How Microsoft's new security agents help businesses stay a step ahead of AI-enabled hackers (www.zdnet.com)

At Ignite, Microsoft announced a new wave of AI security agents—dozens of Microsoft- and partner-built autonomous assistants—integrated directly into its security management portals (Defender, Entra, Intune, Purview) and delivered via a central Microsoft Security Store. The move is intended to shift defenses from reactive playbook-driven responses to proactive, context-aware automation as attackers increasingly adopt “agentic” AI to scale and automate intrusions. Microsoft frames these agents as side-by-side helpers that triage incidents, optimize conditional access, surface timely threat intelligence, and maintain secure endpoints.
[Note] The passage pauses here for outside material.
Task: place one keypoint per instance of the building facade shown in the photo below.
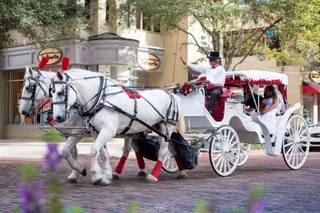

Technically, agents are being embedded contextually into the appropriate consoles (e.g., identity agents in Entra, endpoint agents in Intune). Examples include the Phishing Triage Agent (now generally available) that autonomously classifies user-reported phish, filters false positives and escalates only genuine threats, and the Threat Intelligence Briefing agent that aggregates sources, scores risk, recommends responses, and links directly to affected assets. The agents will be free for existing Security Copilot customers on Microsoft 365 E5, with broader availability planned (non-Copilot customers will get 30 days’ notice). For defenders, this standardization and portal-level surfacing of automated agents reduces manual noise, accelerates response, and helps close the gap against AI-enabled adversaries.